Building Automation System dapat melakukan sebagian pengaturan bagaikan berikut:

Melakukan pengaturan pencahayaan sesuai dengan jadwal yang di buat. Melakukan Pemantauan dari kinerja ataupun kehancuran dari fasilitas yang terhubung dengan system tersebut. Dapat melakukan Management dalam fasilias alarm apabila terjalin kehancuran ataupun keadaan emergency Melindungi biar kinerja dari seluruh fasilitas biar maksimal. Dengan begitu pengelolah bangunan/ gedung dapat meringankan bayaran perawatan yang lebih rendah dibandingkan dengan melakukan kontrol fasilitas secara manual. BuildingAutomation System( BAS) Dapat Melakukan Monitoring Control Aplikasi Dibawah Ini:

HVAC System
HACV Yakni sesuatu system yang di atur dalam pemanas, ventilasi maupun pendingin ruangan yang terdapat pada gedung bangunan, HVAC yakni salah satu system yang di kendalikan oleh BAS.
Lighting Control System
Yakni sesuatu system yang mengatur pencahayaan dalam suatu ruangan, pengaturan cahaya tersebut pula dapat mengatur cahaya dalam posisi tertentu biar sesuai dengan kebutuhan.
Energy Efficiency
Yakni inti dari BAS yakni mengatur mengkonsumsi tenaga tenaga dari bangunan, pemborosan mengkonsumsi tenaga pada sesuatu gedung dapat di kurangi.
Fire Alarm System
Yakni Suatu system yang di buat buat mengenali kebarakan dan terintegrasi dengan BAS, sensor tersebut mengenali panas, cahaya serta temperatur yang dapat mengenali kebarakan dan dapat membunyikan fire alarm secara otomatis.
Access and security
Yakni sesuatu system keamanan yang di buat buat BAS, dengan system tersebut keamanan dapat di kontrol secara langsung.

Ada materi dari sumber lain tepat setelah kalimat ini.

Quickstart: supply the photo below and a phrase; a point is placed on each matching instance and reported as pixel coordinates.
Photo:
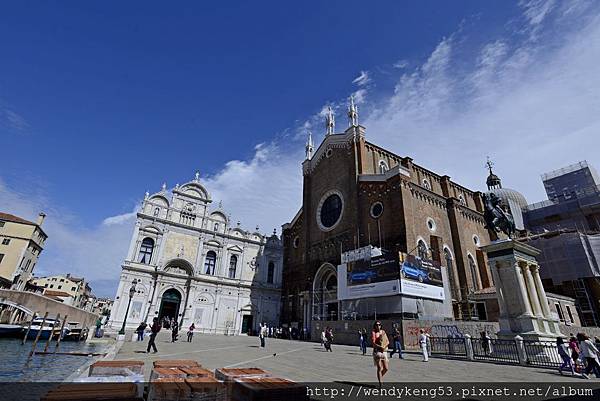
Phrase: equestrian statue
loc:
(496, 219)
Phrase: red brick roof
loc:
(14, 219)
(56, 293)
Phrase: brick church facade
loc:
(356, 193)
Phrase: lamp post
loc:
(131, 294)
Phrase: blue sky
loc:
(99, 102)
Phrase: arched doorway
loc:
(169, 304)
(325, 302)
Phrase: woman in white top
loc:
(590, 353)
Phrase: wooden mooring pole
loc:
(60, 335)
(28, 328)
(38, 336)
(51, 334)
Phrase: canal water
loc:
(16, 366)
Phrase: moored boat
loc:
(11, 330)
(51, 328)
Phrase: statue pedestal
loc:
(524, 308)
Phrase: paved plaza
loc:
(308, 362)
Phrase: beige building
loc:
(21, 242)
(78, 291)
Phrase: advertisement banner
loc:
(421, 277)
(371, 272)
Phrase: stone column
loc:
(531, 290)
(535, 270)
(499, 289)
(523, 291)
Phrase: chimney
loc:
(41, 218)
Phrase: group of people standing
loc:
(155, 328)
(580, 350)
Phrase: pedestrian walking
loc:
(140, 331)
(174, 331)
(98, 334)
(380, 344)
(191, 332)
(423, 340)
(154, 329)
(563, 351)
(328, 339)
(396, 342)
(590, 353)
(363, 340)
(261, 334)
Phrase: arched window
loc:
(271, 273)
(450, 268)
(209, 262)
(146, 250)
(473, 270)
(422, 249)
(232, 266)
(383, 167)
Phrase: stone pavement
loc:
(308, 362)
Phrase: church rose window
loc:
(330, 211)
(376, 210)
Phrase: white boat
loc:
(51, 327)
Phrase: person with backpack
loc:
(154, 329)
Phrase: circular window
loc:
(376, 210)
(329, 212)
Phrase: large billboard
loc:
(420, 277)
(373, 272)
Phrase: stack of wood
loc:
(184, 380)
(94, 391)
(267, 389)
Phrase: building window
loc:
(232, 266)
(329, 212)
(270, 272)
(561, 317)
(210, 262)
(146, 250)
(383, 167)
(570, 314)
(376, 210)
(473, 270)
(422, 249)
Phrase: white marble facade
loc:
(191, 263)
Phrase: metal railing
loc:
(495, 350)
(448, 346)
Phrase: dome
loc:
(510, 197)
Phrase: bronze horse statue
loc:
(496, 219)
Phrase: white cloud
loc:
(362, 79)
(95, 253)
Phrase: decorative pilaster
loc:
(533, 295)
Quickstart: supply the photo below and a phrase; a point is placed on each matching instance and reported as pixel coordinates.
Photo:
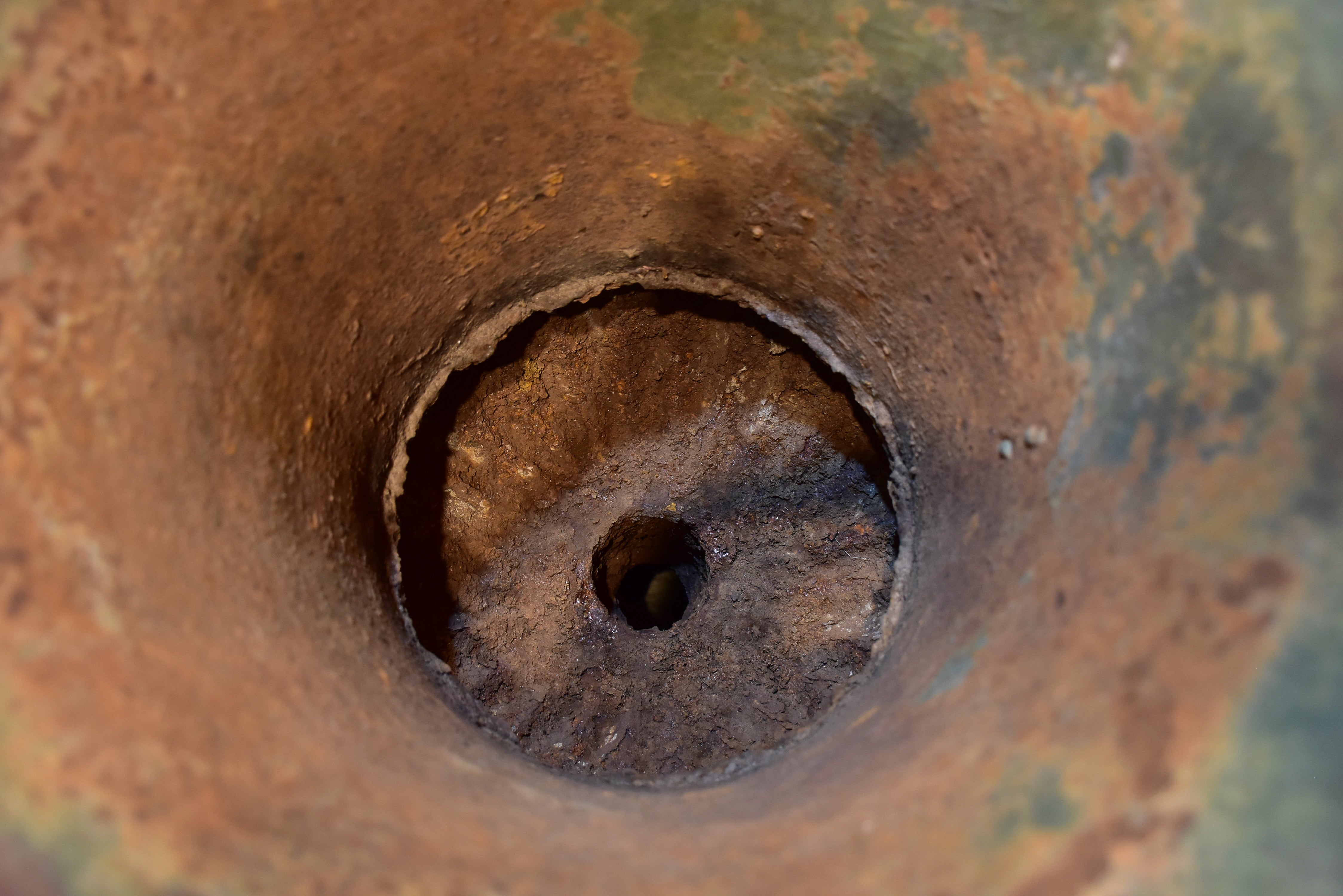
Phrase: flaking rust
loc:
(1118, 222)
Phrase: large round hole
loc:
(646, 571)
(649, 538)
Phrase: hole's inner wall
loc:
(644, 433)
(649, 570)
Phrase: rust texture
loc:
(649, 432)
(244, 245)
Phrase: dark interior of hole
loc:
(648, 570)
(420, 511)
(652, 596)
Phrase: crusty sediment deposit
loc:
(652, 410)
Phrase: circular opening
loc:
(649, 538)
(646, 570)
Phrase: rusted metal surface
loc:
(241, 244)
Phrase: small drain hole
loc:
(648, 571)
(652, 596)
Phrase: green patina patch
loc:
(1275, 820)
(1229, 306)
(833, 70)
(954, 672)
(1027, 798)
(841, 68)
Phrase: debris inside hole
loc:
(649, 561)
(648, 544)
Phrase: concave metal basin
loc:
(1078, 264)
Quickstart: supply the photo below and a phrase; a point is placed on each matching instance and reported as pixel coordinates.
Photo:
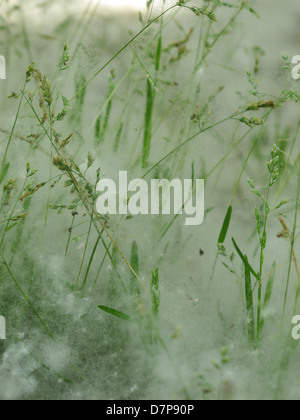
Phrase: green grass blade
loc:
(249, 302)
(134, 261)
(115, 313)
(155, 292)
(4, 172)
(225, 226)
(269, 288)
(245, 260)
(148, 124)
(268, 293)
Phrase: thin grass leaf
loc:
(4, 172)
(115, 313)
(118, 137)
(148, 124)
(245, 260)
(134, 261)
(268, 293)
(225, 226)
(155, 292)
(269, 288)
(249, 302)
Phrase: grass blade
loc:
(148, 124)
(225, 226)
(134, 261)
(245, 260)
(115, 313)
(4, 172)
(249, 302)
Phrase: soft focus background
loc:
(56, 271)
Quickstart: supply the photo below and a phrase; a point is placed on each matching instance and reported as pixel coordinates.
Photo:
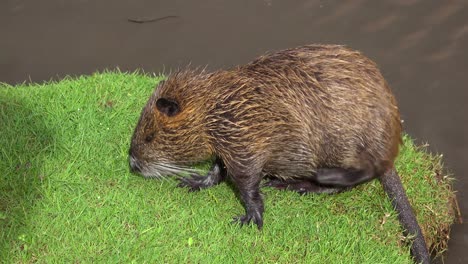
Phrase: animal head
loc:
(170, 134)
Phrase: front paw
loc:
(194, 183)
(254, 217)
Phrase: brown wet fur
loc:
(320, 114)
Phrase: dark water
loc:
(421, 47)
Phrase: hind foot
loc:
(301, 186)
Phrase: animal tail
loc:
(395, 191)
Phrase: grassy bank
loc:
(66, 193)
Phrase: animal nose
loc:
(134, 165)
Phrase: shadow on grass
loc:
(25, 144)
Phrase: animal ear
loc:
(167, 106)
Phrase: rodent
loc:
(316, 118)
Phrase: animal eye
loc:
(149, 137)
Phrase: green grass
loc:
(66, 194)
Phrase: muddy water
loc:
(421, 47)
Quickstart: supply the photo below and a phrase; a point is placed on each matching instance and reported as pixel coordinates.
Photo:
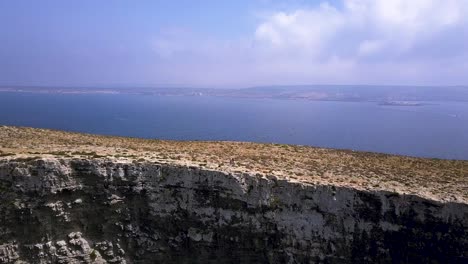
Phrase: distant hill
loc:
(355, 93)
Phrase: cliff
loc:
(62, 204)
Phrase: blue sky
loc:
(210, 43)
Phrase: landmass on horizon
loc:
(383, 94)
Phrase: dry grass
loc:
(445, 180)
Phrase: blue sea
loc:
(436, 129)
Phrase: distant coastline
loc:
(382, 95)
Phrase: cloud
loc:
(355, 41)
(362, 27)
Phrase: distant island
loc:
(384, 95)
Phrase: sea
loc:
(431, 129)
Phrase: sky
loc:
(242, 43)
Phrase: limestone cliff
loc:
(96, 210)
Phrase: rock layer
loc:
(96, 211)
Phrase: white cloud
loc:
(358, 41)
(362, 26)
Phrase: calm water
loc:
(439, 130)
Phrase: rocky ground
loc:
(78, 198)
(443, 180)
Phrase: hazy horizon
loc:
(225, 44)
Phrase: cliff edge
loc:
(78, 198)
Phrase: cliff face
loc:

Nyatanya ada banyak Mengenai lain yang dapat bermanfaat apabila digunakan nya Building Automation system pada pengelolahan bangunan maupun gedung, building automation system dapat terhubung dengan fitur kopmuter yang telah di atur, dan mengendalikan segala fasilitas melalui komputer tersebut.